Why you should care about the Boston blast?

There are signs that investors around the globe are likely to be pushed into an intense cautionary mode by the bomb blasts at the finish line of the Boston Marathon in the US on Monday. This could prolong lacklustre economic activity prevailing in the post global financial crisis era.

The blast was followed on Tuesday by the release of worrying report by the BofA Merrill Lynch. The BofA Merrill Lynch Fund Manager Survey for April warned that global investors were moderating their earlier exuberance in the face of lower conviction over prospects of global economic growth. On the same day the International Monetary Fund (IMF) revised downwards global economic outlook. The IMF forecasted that the world economy would register 3.3% growth this year as compared to the 3.5 percent predicted at the beginning of the year.

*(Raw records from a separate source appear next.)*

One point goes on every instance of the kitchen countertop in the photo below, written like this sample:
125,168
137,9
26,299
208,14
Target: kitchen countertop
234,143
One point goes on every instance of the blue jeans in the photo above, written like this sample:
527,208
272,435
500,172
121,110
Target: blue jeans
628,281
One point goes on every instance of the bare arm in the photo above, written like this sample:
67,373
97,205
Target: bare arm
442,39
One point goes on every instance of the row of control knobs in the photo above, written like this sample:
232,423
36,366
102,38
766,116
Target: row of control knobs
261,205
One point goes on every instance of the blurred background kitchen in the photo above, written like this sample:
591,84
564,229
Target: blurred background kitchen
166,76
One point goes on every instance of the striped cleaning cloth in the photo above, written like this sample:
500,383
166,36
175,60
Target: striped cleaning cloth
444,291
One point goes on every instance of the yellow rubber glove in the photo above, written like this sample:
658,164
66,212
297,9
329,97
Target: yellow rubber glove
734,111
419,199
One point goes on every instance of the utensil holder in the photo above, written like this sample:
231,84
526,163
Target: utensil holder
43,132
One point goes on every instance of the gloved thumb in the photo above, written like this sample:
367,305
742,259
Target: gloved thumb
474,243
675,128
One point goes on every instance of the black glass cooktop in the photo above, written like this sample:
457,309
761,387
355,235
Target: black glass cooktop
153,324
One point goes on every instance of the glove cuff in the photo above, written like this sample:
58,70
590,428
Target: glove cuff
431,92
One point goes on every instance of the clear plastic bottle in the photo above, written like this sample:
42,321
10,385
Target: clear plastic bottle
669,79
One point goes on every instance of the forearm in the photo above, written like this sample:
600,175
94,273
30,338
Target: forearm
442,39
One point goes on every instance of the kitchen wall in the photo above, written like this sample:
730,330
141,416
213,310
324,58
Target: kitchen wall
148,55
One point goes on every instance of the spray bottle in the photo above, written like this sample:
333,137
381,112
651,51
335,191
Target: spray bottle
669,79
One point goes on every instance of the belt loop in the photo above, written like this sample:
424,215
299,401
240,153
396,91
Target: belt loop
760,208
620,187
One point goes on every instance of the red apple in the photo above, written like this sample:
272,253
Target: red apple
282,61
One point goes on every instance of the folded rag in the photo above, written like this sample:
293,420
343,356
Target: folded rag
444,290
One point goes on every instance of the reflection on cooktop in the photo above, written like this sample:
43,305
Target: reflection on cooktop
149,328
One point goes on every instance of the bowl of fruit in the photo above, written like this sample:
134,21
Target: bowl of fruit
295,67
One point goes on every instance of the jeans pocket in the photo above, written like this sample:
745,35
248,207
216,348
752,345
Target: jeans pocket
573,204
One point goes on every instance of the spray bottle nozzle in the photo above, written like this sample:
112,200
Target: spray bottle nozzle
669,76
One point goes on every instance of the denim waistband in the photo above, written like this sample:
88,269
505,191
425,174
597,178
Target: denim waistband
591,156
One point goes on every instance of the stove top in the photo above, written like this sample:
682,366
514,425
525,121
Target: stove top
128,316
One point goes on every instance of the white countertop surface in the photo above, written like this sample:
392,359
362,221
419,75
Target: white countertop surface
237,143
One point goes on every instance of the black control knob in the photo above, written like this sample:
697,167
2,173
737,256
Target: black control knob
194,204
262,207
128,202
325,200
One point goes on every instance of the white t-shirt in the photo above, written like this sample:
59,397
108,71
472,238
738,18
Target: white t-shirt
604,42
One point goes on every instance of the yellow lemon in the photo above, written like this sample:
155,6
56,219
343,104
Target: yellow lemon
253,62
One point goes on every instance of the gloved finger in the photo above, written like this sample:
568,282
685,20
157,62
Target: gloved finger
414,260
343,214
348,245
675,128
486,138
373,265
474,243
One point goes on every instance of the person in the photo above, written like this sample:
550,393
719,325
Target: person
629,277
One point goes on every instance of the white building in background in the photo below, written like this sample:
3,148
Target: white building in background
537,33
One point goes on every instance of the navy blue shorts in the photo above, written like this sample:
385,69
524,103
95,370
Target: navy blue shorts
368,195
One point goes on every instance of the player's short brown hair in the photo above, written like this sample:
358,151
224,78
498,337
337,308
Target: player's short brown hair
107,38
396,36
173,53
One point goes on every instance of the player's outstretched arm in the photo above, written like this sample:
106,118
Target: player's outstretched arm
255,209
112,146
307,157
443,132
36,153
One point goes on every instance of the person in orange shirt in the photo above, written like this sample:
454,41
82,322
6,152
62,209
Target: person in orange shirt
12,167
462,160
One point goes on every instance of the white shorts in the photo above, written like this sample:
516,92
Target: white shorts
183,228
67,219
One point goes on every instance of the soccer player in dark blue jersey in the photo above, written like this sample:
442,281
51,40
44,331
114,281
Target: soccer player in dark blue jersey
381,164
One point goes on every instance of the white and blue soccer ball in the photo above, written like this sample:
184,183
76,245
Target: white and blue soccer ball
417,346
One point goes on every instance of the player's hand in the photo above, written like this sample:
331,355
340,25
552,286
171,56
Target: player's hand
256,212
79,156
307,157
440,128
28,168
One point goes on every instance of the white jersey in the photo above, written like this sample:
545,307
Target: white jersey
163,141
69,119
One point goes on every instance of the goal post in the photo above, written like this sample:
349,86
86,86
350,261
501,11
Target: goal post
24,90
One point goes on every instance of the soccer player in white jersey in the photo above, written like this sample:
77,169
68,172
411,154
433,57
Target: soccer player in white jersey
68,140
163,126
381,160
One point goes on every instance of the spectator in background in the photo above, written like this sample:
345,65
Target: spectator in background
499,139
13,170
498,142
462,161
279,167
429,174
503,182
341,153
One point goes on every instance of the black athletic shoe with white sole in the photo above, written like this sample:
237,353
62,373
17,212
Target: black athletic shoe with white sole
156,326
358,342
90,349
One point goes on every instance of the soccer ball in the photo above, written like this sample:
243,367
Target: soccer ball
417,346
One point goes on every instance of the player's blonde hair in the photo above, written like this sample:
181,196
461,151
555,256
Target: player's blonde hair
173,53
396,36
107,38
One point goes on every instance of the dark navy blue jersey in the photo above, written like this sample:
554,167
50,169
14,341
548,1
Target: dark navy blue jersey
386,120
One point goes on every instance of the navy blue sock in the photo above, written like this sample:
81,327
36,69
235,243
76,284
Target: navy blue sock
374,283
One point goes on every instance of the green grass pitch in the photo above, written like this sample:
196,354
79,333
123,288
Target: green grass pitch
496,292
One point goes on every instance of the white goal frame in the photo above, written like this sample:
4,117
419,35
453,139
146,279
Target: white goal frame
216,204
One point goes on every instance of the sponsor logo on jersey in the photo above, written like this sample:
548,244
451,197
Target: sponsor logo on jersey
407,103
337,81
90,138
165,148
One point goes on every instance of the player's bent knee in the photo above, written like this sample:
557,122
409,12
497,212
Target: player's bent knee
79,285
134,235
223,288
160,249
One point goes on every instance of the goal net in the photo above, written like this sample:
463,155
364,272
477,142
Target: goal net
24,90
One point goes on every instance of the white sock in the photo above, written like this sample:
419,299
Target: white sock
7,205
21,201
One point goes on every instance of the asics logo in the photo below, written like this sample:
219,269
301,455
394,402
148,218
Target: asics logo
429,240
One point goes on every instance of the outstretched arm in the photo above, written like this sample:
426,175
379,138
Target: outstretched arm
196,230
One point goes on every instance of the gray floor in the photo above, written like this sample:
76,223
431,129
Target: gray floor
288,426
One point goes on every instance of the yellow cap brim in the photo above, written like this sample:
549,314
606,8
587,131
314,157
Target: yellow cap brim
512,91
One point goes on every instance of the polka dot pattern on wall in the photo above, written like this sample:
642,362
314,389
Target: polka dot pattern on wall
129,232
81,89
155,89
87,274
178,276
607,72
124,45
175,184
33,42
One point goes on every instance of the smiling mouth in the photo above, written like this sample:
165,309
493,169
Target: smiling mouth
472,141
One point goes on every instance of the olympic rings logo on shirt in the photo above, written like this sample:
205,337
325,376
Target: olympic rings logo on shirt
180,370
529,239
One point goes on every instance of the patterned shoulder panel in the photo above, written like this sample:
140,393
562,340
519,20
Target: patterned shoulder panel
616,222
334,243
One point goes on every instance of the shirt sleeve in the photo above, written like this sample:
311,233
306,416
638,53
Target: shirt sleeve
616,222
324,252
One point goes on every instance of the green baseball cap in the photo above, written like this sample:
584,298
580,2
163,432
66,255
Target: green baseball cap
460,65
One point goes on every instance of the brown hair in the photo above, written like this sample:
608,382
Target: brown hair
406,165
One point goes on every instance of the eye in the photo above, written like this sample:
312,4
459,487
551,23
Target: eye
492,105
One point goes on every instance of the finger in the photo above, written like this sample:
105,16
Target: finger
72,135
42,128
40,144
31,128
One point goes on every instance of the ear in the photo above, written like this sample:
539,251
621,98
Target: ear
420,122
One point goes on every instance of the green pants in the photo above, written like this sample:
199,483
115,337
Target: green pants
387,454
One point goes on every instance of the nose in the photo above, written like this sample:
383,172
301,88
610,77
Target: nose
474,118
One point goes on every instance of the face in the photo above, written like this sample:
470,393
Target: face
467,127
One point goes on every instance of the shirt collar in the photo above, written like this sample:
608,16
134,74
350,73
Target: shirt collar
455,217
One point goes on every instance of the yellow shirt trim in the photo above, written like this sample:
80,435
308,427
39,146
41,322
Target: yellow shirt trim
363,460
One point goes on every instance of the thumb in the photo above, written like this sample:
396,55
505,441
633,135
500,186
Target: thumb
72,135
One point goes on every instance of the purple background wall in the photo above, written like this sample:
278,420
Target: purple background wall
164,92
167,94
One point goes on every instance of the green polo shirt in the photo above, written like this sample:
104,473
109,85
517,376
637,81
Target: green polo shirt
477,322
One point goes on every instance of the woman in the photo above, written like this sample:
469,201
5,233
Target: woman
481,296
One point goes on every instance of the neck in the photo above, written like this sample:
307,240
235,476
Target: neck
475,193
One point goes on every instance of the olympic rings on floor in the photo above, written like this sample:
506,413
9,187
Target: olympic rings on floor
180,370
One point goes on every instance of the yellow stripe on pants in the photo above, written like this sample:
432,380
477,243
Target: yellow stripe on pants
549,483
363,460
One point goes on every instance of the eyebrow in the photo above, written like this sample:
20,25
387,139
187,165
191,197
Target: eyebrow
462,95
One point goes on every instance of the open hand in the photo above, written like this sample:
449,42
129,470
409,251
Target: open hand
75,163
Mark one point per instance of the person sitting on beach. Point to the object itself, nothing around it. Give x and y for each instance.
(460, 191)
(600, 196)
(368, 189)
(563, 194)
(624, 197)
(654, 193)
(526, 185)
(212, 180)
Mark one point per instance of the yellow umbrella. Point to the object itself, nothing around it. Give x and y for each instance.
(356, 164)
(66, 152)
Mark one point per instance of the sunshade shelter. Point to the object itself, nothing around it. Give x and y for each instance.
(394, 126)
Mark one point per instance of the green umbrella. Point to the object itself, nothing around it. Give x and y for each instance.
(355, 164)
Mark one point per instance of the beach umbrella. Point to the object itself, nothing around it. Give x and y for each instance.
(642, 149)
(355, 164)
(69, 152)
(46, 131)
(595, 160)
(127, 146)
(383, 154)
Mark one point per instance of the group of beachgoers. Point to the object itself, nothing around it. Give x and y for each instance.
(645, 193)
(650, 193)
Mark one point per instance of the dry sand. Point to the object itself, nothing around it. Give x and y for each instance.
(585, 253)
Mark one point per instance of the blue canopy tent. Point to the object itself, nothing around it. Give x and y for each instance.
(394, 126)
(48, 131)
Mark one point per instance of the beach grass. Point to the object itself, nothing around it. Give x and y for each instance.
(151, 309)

IMF chief economist Olivier Blanchard was quoted saying “We are in a better place but… we’re not out of the woods”.

Down south, slow global recovery has proved to be a serious drag to economic growth, condemning GDP growth to levels below 3%, far below the required 6% for the country to succeed in its fight against high levels of employment. It is largely troubles in the US economy and the eurozone which haunts the South African economy which is significantly exposed to these regions in export terms.

With three people maimed and hundreds injured, the Boston bombing could be interpreted as showing vulnerability of the US to attacks in the post 9/11 era thus further disturbing the recovery of investor confidence which is bad news for economies around the globe. As displayed in recent disturbance of peace, the post 9/11 period for example, investors tend hog cash or move funds into gold when geopolitical tensions run high. Gold is seen as a safe haven, the best store of value during war times.

Gold has been under severe pressure over past few days losing about 10% of its value over the past weekend and opened this week below the $1350/oz. Some analysts were already calling this slide the beginning of an end of the long gold rally. Remember gold flatted with an all time high of $1900 in 2011 prompting punters to say it will shoot past the $2000/oz mark. As such the declines experienced recently was quite remarkable and taken as signs that investors were gaining confidence on other asset classes and mainly shares.

When this week opened, the gold price appeared to be negotiating a recovery path partly as a result of disappointing economic data from China. The gold price was at one point, early yesterday negotiating the $1400/oz mark. It could be that some investors were unsettled by the Boston bombings and were once more seeking some cover from the yellow metal. Who wouldn’t when the most powerful nation shows such vulnerability?

How the US will react to this remains unclear partly because no one is yet to claim responsibility. But US President Barack Obama has made it clear that America will strike back and has already branded the attack as an act of terror. In this he has received support from South Africa’s ruling party the ANC which said yesterday it “condemns the senseless and dastardly act of terrorism”.

There can be no justification for such a despicable attack… It deserves to be condemned by the world community,” said the ANC. We call on the government of the United States of America to do everything in its powers to bring to book those that are responsible for this terror act. We also call on the world community under the auspices of the United Nations to join hands in the fight against terrorism”.

If this proves to be an attck by the al-Qaeda or anyone from that direction, you can expect a more intensive and prolonged “war against terror”, which can be a hindrance to investor confidence.

The Boston tragedy comes to add into political tensions caused by the North Korea standoff.

About 49% of respondents in the BofA Merrill Lynch Fund Manager were already expecting the global economy to strengthen in the next 12 months. “This is a decline of as much as 12 percentage points from March. While the threat of a U.S. fiscal crisis has largely receded, anxiety over the eurozone and new risks – particularly the potential for conflict in Korea – has intensified. A hard landing” in China also remains a concern”.

The report said investors’ more cautious stance was reflected in their increased cash holdings. Cash holdings stood at the highest level reported by the survey in six months (4.3 percent). Many South Africans will know the meaning of this after reports that local corporations were holding more than R500bn in cash, money which could used to stimulate the weak economy.

The BofA Merrill Lynch statement noted that the survey continues to highlight fund managers’ call for companies to put their significant volumes of cash to work, or to return it to their owners.

“With a net 60 percent regarding companies as underinvesting in their businesses, 48 percent would most like to see excess corporate cash flow directed to higher capital spending. Thirty-four percent want surplus funds distributed back to them through buy-backs or dividends, with only a far lower 11 percent viewing the reinforcement of balance sheets as a priority”.

“Despite this call for higher capex and their still-benign macroeconomic view, investors are more doubtful about prospects for significant global earnings growth. A net 38 percent now judge that companies are unlikely to raise EPS by as much as 10 percent this year. This stance has grown much more skeptical since March. Their expectations of corporate margin performance weakened similarly”.